In the wake of the U.S.'s worst upset loss in a decade, midfielder Landon Donovan tried to make sense of Panama's 2--1 victory in the CONCACAF Gold Cup last Saturday in Tampa. How could he explain an abysmal first half in which the U.S.'s first-choice lineup went down 2--0 on home soil to a team ranked 67th in the world? "It's hard to know," Donovan told reporters. "Sometimes you just come out flat, for whatever reason. We learned a valuable lesson tonight."

While the loss wasn't crippling—the Yanks entered Tuesday's final group match against Guadeloupe needing just a point to be sure of advancing—it raised plenty of questions about the U.S. players and about coach Bob Bradley, who signed a new four-year contract last August.
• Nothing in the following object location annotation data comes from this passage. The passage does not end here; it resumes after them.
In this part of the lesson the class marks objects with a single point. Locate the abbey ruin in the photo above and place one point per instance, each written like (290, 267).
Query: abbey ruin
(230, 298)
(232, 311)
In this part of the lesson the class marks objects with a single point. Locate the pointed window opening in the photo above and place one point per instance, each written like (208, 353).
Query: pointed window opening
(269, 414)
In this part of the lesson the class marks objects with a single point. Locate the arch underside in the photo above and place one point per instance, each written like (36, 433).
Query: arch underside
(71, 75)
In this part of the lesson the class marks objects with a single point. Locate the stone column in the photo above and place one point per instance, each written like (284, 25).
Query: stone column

You'd think the Americans would have learned their lesson during last year's World Cup, when they fell behind early in three of four games, forcing themselves to play catch-up in a sport in which comebacks are particularly difficult. But the loss to Panama was part of a continuing and troubling pattern.
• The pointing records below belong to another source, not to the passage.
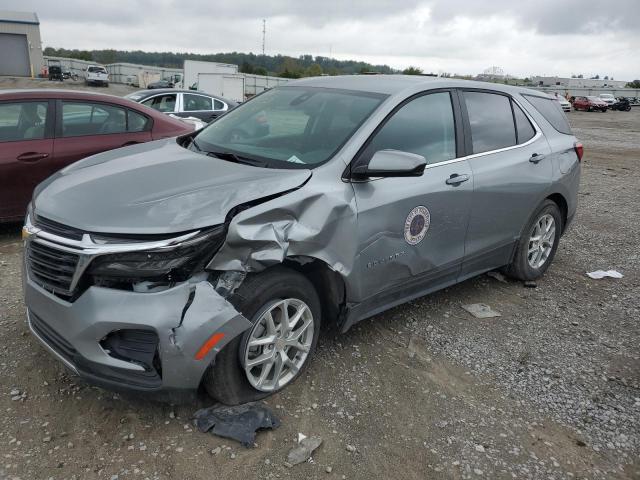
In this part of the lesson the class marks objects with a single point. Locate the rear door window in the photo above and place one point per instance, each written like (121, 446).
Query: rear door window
(491, 121)
(136, 122)
(196, 103)
(552, 112)
(84, 118)
(162, 103)
(424, 126)
(22, 121)
(524, 129)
Falling behind has been a trademark of Bradley's tenure, especially in comparison with that of his predecessor, Bruce Arena (1998--2006). While Bradley (.670) and Arena (.674) have virtually the same winning percentage in full internationals (i.e., excluding friendly matches), Bradley's teams have given up the game's first goal much more often (38.6%) than Arena's did (26.1%). The difference is even more pronounced at home: The two coaches have similar winning percentages (Bradley, .870; Arena, .861), but Bradley's teams have allowed the first goal 30.4% of the time to Arena's 8.3%.

Why do Bradley's teams fall behind so frequently? The stats suggest that U.S. squads aren't as well-prepared as they were under Arena, aren't deployed ideally at the start and, at the opening whistle, may be overawed by heavyweight foes (England in the World Cup; Brazil in the first round of the 2009 Confederations Cup) or complacent when facing lower-ranked opponents (Slovenia in South Africa; El Salvador in the '09 qualifier in Salt Lake City). Nor is the leadership question just about Bradley. Carlos Bocanegra, the longtime U.S. captain, and fellow veterans such as Donovan, midfielder Clint Dempsey and goalkeeper Tim Howard are also responsible for ensuring that their teammates are ready to play.
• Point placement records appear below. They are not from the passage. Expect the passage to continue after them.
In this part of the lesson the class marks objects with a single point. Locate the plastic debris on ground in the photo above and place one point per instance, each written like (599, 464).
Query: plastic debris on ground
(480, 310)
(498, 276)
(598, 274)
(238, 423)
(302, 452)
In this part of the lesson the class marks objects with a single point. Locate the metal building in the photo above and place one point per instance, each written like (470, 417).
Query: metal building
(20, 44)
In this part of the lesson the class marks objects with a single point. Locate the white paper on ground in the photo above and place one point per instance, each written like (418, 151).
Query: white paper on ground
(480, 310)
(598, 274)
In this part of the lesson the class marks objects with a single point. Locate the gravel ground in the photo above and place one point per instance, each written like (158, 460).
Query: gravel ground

When you have to come from behind so often, you put tremendous pressure on your team. And sometimes, as the U.S. learned against Panama, there's not enough time to erase the deficit. "For some reason we were just a little lackadaisical," Donovan said on Saturday. Whatever the reasons, the U.S. is taking huge risks by not playing to its full potential from the starts of games—and the problem doesn't appear to be going away.

Now on

Grant Wahl and Steve Davis report daily on the Gold Cup at


Mexican Waves

While the U.S. was struggling last week, Mexico was demolishing its Gold Cup group-stage foes by a combined 14--1 score, capped off by a 4--1 beatdown of Costa Rica in which El Tri scored all its goals before halftime (and could have had half a dozen more). Mexico hasn't missed a step since five of its players, including two starters—goalkeeper Guillermo (Memo) Ochoa and defender Francisco (Maza) Rodríguez—were suspended after testing positive for the banned substance clenbuterol. (The Mexican federation blamed the results on tainted meat but had no supporting evidence.) With deadly scorers Andrés Guardado and Javier (Chicharito) Hernàndez leading the way, Mexico must now be considered the heavy favorite to raise the Gold Cup trophy on June 25.



MY BAD Dempsey and his fellow vets must take some blame for their younger teammates' not being ready to roll at the opening whistle.